1. Tapestry 5, Spring, Hibernate and Transaction

    A new project has been added at spreadthesource, it allows you to make Tapestry 5 services and Spring beans work in the same transaction. This contribution overrides the services provided by tapestry5-hibernate contribution to wrap the beans provided by spring. Also, It creates all the elements needed by Spring to work in a transaction.

    This contribution will be useful if :

    1. You want to benefit from an existing spring configuration to start writing data access code in Tapestry 5 services
    2. You have a mixed architecture (Tapestry 5 and Spring) and you have to work in the same transaction context
    3. You want to migrate from your existing spring bean to Tapestry and then benefit from the great hot reload feature

    In our case, for wooki we have used spring acl that uses a JDBCTemplate to query the database, our business layer has moved to Tapestry 5 for the hot reload feature, so we needed to find a solution to create ACLs in the same transaction than the main business method.

    The project is available on github, and you can find more information in the README and test application provided with this contribution.

  2. Decorating RenderSupport and any MarkupRendererFilter

    I recently faced to some limitations with RenderSupport. I wanted to decorate it but I realized that this filter is not a service. What a shame, one of the most important Tapestry 5 service is not customisable…

    Really? No. There is a possibility to decorate RenderSupport, and in fact any of MarkupRendererFilter and Environment objects.

    How to achieve that?

    • Create a new RenderSupport implementation that will wrap the initial object. It’s just like we normally do when creating a decorator.
    • Create a MarkupRendererFilter that will pop RenderSupport from Environment
    • Create a the interceptor from the poped RenderSupport and push it into the Environment.
    • Contribute to MarkupRenderer’s ordered configuration and add your filter just after RenderSupport.
        public void contributeMarkupRenderer(OrderedConfiguration<MarkupRendererFilter> configuration)    {
            MarkupRendererFilter renderSupportInterceptor = new MarkupRendererFilter()
            {
                public void renderMarkup(MarkupWriter writer, MarkupRenderer renderer)
                {
                    RenderSupport delegate = (RenderSupport) environment.pop(RenderSupport.class);
                    RenderSupport interceptor = new RenderSupportInterceptor(delegate);
    
                    environment.push(RenderSupport.class, interceptor);
                    renderer.renderMarkup(writer);
                }
            };
            configuration.add("RenderSupportDecorator", renderSupportInterceptor, "after:RenderSupport", "before:ClientBehaviorSupport",
                    "before:InjectDefaultStyleheet", "before:Heartbeat");
        }
    
  3. Atom and RSS feeds for Tapestry 5

    Another contribution this week for Tapestry 5 after the awesome “tapestry5-installer” : an integration of the Rome library. Rome is kind of a Java standard for generating Atom and RSS feeds.

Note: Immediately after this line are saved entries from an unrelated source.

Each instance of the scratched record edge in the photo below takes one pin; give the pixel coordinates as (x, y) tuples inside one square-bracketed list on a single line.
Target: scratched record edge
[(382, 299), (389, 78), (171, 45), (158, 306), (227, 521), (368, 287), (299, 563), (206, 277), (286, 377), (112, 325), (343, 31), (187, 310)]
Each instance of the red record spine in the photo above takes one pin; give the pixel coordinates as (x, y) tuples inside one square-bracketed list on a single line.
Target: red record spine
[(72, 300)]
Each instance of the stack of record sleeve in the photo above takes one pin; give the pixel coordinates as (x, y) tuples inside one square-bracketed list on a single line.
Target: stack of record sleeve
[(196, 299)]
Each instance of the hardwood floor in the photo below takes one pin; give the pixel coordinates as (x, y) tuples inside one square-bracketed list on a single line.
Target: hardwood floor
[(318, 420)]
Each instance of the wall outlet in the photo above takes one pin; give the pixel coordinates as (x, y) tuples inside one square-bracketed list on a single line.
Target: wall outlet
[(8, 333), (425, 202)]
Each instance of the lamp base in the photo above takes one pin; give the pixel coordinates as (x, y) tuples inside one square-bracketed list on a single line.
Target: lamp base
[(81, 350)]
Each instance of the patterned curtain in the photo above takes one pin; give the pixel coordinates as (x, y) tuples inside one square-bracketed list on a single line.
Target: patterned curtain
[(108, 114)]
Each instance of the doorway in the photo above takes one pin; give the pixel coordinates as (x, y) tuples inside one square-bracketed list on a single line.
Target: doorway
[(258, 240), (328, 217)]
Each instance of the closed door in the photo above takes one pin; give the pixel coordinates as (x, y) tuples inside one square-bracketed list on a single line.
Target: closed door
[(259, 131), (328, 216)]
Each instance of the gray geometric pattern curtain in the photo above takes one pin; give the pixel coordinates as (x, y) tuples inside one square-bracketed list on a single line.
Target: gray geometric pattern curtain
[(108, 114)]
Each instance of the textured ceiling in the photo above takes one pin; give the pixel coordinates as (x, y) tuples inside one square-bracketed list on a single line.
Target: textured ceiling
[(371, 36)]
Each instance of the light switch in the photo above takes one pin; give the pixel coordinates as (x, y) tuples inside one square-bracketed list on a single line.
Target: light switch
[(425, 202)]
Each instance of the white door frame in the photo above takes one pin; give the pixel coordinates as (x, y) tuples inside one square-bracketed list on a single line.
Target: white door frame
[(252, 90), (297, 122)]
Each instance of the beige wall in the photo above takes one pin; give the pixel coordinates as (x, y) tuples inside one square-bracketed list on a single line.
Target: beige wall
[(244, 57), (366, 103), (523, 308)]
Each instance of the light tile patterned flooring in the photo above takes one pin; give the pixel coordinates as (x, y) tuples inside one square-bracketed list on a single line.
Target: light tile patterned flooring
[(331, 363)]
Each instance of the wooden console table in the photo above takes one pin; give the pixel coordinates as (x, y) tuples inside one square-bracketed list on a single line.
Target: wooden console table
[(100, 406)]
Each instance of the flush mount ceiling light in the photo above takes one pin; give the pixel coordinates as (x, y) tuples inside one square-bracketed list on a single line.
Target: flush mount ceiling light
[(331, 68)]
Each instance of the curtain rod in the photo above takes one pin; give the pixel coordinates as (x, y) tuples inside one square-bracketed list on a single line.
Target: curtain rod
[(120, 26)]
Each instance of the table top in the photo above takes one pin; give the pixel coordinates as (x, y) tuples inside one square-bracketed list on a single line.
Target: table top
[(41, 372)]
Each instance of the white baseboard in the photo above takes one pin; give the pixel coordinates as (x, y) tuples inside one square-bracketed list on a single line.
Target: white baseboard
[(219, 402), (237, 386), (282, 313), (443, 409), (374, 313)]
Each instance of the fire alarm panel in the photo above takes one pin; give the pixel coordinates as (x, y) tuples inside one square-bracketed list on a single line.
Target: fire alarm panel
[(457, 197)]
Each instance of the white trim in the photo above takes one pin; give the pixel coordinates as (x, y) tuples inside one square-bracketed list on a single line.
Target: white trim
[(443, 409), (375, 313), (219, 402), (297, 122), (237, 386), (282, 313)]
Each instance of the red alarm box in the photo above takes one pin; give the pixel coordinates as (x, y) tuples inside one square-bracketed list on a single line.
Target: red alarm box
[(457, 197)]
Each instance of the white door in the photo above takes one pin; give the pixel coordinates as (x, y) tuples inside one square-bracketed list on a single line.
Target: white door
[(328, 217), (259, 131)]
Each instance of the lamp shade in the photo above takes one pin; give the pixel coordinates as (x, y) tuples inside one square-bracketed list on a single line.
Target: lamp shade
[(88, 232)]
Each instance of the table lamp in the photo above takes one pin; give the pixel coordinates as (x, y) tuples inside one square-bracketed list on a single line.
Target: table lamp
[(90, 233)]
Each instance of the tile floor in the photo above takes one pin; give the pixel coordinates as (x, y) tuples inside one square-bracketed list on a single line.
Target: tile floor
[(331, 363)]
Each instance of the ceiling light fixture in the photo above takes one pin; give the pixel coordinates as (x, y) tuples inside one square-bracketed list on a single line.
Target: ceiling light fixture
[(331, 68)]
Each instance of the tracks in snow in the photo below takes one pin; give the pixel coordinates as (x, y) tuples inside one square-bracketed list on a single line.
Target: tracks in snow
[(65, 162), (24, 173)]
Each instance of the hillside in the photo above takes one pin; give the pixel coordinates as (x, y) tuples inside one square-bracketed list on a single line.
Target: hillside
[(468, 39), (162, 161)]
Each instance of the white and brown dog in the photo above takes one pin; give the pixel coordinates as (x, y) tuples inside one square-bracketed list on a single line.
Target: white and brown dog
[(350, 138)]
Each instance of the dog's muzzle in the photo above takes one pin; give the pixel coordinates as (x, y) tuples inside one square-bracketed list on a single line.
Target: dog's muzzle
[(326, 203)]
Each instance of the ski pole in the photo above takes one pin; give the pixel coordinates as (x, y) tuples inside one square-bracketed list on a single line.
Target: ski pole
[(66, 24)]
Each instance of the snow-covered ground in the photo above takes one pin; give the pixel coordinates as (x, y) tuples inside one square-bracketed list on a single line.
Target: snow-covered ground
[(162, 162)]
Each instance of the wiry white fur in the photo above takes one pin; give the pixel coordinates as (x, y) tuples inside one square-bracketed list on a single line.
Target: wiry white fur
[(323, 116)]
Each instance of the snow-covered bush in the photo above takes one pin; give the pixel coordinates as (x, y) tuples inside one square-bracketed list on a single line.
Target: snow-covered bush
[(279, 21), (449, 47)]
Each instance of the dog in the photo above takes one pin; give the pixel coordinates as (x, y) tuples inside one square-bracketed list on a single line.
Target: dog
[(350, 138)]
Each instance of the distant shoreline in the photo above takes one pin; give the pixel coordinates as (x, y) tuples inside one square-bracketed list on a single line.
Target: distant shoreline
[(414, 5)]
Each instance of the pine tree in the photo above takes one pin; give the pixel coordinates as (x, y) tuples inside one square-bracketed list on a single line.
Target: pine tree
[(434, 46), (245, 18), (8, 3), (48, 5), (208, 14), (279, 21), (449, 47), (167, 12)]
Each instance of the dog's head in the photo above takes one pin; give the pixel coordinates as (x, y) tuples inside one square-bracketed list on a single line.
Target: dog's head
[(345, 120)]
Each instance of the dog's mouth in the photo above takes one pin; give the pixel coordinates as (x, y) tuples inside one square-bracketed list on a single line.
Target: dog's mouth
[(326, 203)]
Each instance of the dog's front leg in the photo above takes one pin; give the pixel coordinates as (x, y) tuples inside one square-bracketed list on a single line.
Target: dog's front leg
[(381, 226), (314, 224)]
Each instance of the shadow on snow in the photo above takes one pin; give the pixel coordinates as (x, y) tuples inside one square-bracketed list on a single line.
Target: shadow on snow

    Rome gives you all you need to produce feeds. The only thing that may be tricky for newcomers to Tapestry 5 then is not how to produce them but how to return them. This is what “tapestry5-rome” contribution is doing: offering the possibility for action methods to return feeds.

    Want to see a sample? Check out the test page source code. Install instructions can be found in the readme file.

    Don’t forget to follow “spreadthesource” on Github to stay informed for any contributions updates.

  4. Create your web installation wizard for your Tapestry 5 applications

    For wooki, we needed to find an easy way for the user to install wooki and set its production environment properties like database URL or file upload directory. Main objectives are :

    1. No manual server restart after application configuration
    2. Easy to install : put the wooki.war in the ‘webapps’ folder, go to the browser, configure and that’s all
    3. Develop the installation application with Tapestry, no way to use JSP ;)
    4. Package the installation application with wooki.war
    5. Allow spring to directly access to the properties set by the user
    6. Run the installation application with a minimal set of Tapestry Modules to avoid hibernate or spring to load early on startup

    Then we have developed this solution in a standalone contribution that you can find on github with full documentation. It has been build with tapestry 5.2.0 because wooki now uses this version of Tapestry (but really requires less effort to move to 5.1.0.5)

    The solution has been tested with the current working branch of wooki and we expect to make it evolve to provide facilities for hibernate configuration for exemple. By the way, give it try if you are interested in and do not hesitate to post your comments/suggestions.